The Sustainable Asset Valuation (Savi) tool, developed by the International Institute of Sustainable Development (IISD), can help governments and investors assess the true costs–and risks–associated with infrastructure projects in order to make better decisions.
Governments can use SAVi to:
- Compare and contrast the environmental, social, and economic performance of business-as-usual infrastructure with sustainable alternatives.
- Determine the climate resilience of planned infrastructure projects.
- Assess the positive externalities of sustainable infrastructure projects, including contributions to GDP and green GDP, employment, productivity, wages, household incomes, lower carbon and green house gas emission, improved energy, water, and resource efficiency, reduced effluents and wastes, and much more.

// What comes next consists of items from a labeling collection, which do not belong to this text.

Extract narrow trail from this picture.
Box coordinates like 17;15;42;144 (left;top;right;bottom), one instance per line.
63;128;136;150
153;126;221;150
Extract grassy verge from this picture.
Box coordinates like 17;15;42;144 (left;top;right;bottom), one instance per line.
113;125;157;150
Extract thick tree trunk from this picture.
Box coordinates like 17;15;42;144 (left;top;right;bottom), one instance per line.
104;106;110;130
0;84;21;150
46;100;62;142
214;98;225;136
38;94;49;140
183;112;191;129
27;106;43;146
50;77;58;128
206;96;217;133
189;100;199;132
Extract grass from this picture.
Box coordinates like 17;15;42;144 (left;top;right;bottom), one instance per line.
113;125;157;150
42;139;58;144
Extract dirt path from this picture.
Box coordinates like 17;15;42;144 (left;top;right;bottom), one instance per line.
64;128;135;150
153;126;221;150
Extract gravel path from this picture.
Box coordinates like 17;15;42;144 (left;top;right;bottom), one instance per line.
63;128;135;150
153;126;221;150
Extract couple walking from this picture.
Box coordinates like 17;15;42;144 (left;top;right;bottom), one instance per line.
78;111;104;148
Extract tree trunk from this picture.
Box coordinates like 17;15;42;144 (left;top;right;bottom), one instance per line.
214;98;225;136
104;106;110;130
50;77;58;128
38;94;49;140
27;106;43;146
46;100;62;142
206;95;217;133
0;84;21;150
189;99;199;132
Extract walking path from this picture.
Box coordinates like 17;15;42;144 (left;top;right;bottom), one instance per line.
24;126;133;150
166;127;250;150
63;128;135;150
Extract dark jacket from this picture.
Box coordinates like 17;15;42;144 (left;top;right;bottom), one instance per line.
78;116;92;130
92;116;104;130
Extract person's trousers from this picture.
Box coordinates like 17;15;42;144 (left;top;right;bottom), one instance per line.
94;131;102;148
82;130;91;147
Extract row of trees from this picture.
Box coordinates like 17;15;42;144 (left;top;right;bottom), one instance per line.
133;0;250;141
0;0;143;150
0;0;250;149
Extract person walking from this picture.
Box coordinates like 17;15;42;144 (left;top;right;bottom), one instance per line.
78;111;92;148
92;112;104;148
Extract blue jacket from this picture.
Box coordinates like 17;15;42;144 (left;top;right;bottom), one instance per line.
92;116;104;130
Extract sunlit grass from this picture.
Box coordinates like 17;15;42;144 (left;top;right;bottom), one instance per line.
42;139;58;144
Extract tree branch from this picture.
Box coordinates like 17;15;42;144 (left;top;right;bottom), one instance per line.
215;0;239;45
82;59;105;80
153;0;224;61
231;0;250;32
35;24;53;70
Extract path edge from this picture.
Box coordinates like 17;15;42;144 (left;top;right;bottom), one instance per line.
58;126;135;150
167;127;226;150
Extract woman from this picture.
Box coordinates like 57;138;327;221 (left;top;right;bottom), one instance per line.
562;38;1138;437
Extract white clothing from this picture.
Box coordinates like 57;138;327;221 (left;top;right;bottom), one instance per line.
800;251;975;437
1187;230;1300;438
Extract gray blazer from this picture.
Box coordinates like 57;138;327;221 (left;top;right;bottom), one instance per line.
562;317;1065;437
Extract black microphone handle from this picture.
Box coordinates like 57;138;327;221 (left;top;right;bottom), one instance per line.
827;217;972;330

- Determine trade-offs and prioritise projects and policies based on their broader contribution to sustainable development.
Investors can use SAVi to:
- Assess whether improved sustainability performance can affect future cash flows and contribute to more attractive financial returns.
- Identify and asses the climate risk of infrastructure assets and prepare disclosure statements, as recommended by the Financial Stability Board.
- Quantify, evaluate and report on the environmental, social and economic co-benefits and avoided costs generated by infrastructure projects, and thus its contribution to sustainable development.
SAVi is customised to each infrastructure asset, as the financial feasibility and the environmental, social, and economic performance of assets are assessed individually. IISD works with the asset owner, public authority, or investor to collect data on the characteristics of the asset and on the externalities that are material to them.